Re: Reading large csv file with pyarrow

2020-02-18 Thread Daniel Nugent
Exposing streaming csv reads would be useful independent of the datasets api 
for ETL processes.
On Feb 18, 2020, 03:25 -0500, Wes McKinney , wrote:
> Yes, that looks right. There will need to be corresponding work in
> Python to make this available (probably through the datasets API)
>
> On Mon, Feb 17, 2020 at 12:35 PM Daniel Nugent  wrote:
> >
> > Arrow-3410 maybe?
> > On Feb 17, 2020, 07:47 -0500, Wes McKinney , wrote:
> >
> > I seem to recall discussions about 1 chunk-at-a-time reading of CSV
> > files. Such an API is not yet available in Python. This is also
> > required for the C++ Datasets API. If there are not one or more JIRA
> > issues about this I suggest that we open some to capture the use cases
> >
> > On Fri, Feb 14, 2020 at 3:16 PM filippo medri  
> > wrote:
> >
> >
> > Hi,
> > by experimenting with arrow read_csv function to convert csv fie into 
> > parquet I found that it reads the data in memory.
> > On a side the ReadOptions class allows to specify a blocksize parameter to 
> > limit how much bytes to process at a time, but by looking at the memory 
> > usage my understanding is that the underlying Table is filled with all data.
> > Is there a way to at least specify a parameter to limit the read to a batch 
> > of rows? I see that I can skip rows from the beginning, but I am not 
> > finding a way to limit how many rows to read.
> > Which is the intended way to read a csv file that does not fit into memory?
> > Thanks in advance,
> > Filippo Medri


Re: Reading large csv file with pyarrow

2020-02-18 Thread Wes McKinney
Yes, that looks right. There will need to be corresponding work in
Python to make this available (probably through the datasets API)

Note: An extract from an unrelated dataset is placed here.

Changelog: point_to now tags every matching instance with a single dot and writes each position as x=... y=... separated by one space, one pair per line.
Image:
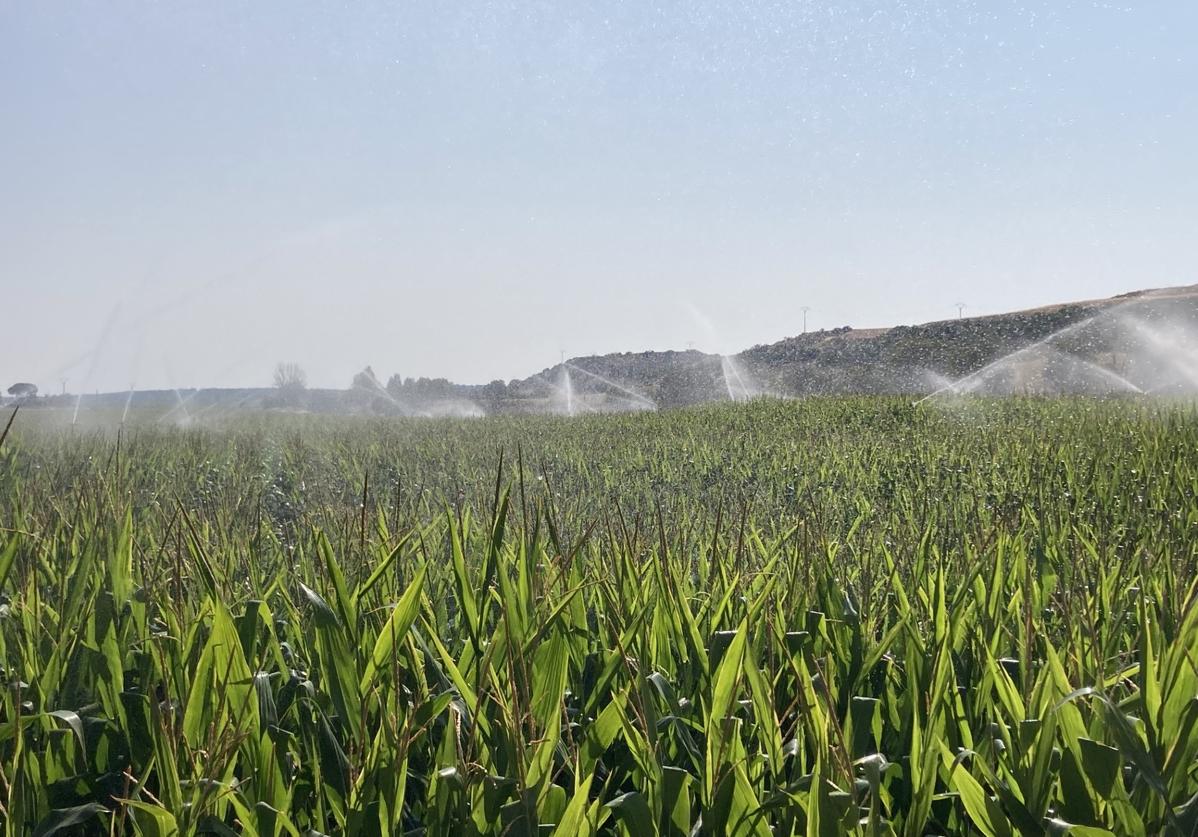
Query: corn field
x=821 y=617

On Mon, Feb 17, 2020 at 12:35 PM Daniel Nugent  wrote:
>
> Arrow-3410 maybe?
> On Feb 17, 2020, 07:47 -0500, Wes McKinney , wrote:
>
> I seem to recall discussions about 1 chunk-at-a-time reading of CSV
> files. Such an API is not yet available in Python. This is also
> required for the C++ Datasets API. If there are not one or more JIRA
> issues about this I suggest that we open some to capture the use cases
>
> On Fri, Feb 14, 2020 at 3:16 PM filippo medri  wrote:
>
>
> Hi,
> by experimenting with arrow read_csv function to convert csv fie into parquet 
> I found that it reads the data in memory.
> On a side the ReadOptions class allows to specify a blocksize parameter to 
> limit how much bytes to process at a time, but by looking at the memory usage 
> my understanding is that the underlying Table is filled with all data.
> Is there a way to at least specify a parameter to limit the read to a batch 
> of rows? I see that I can skip rows from the beginning, but I am not finding 
> a way to limit how many rows to read.
> Which is the intended way to read a csv file that does not fit into memory?
> Thanks in advance,
> Filippo Medri


Re: Reading large csv file with pyarrow

2020-02-17 Thread Daniel Nugent
Arrow-3410 maybe?
On Feb 17, 2020, 07:47 -0500, Wes McKinney , wrote:
> I seem to recall discussions about 1 chunk-at-a-time reading of CSV
> files. Such an API is not yet available in Python. This is also
> required for the C++ Datasets API. If there are not one or more JIRA
> issues about this I suggest that we open some to capture the use cases
>
> On Fri, Feb 14, 2020 at 3:16 PM filippo medri  wrote:
> >
> > Hi,
> > by experimenting with arrow read_csv function to convert csv fie into 
> > parquet I found that it reads the data in memory.
> > On a side the ReadOptions class allows to specify a blocksize parameter to 
> > limit how much bytes to process at a time, but by looking at the memory 
> > usage my understanding is that the underlying Table is filled with all data.
> > Is there a way to at least specify a parameter to limit the read to a batch 
> > of rows? I see that I can skip rows from the beginning, but I am not 
> > finding a way to limit how many rows to read.
> > Which is the intended way to read a csv file that does not fit into memory?
> > Thanks in advance,
> > Filippo Medri


Re: Reading large csv file with pyarrow

2020-02-17 Thread Wes McKinney
I seem to recall discussions about 1 chunk-at-a-time reading of CSV
files. Such an API is not yet available in Python. This is also
required for the C++ Datasets API. If there are not one or more JIRA
issues about this I suggest that we open some to capture the use cases

On Fri, Feb 14, 2020 at 3:16 PM filippo medri  wrote:
>
> Hi,
> by experimenting with arrow read_csv function to convert csv fie into parquet 
> I found that it reads the data in memory.
> On a side the ReadOptions class allows to specify a blocksize parameter to 
> limit how much bytes to process at a time, but by looking at the memory usage 
> my understanding is that the underlying Table is filled with all data.
> Is there a way to at least specify a parameter to limit the read to a batch 
> of rows? I see that I can skip rows from the beginning, but I am not finding 
> a way to limit how many rows to read.
> Which is the intended way to read a csv file that does not fit into memory?
> Thanks in advance,
> Filippo Medri


Reading large csv file with pyarrow

2020-02-14 Thread filippo medri
Hi,
by experimenting with arrow read_csv function to convert csv fie into
parquet I found that it reads the data in memory.
On a side the ReadOptions class allows to specify a blocksize parameter to
limit how much bytes to process at a time, but by looking at the memory
usage my understanding is that the underlying Table is filled with all data.
Is there a way to at least specify a parameter to limit the read to a batch
of rows? I see that I can skip rows from the beginning, but I am not
finding a way to limit how many rows to read.
Which is the intended way to read a csv file that does not fit into memory?
Thanks in advance,
Filippo Medri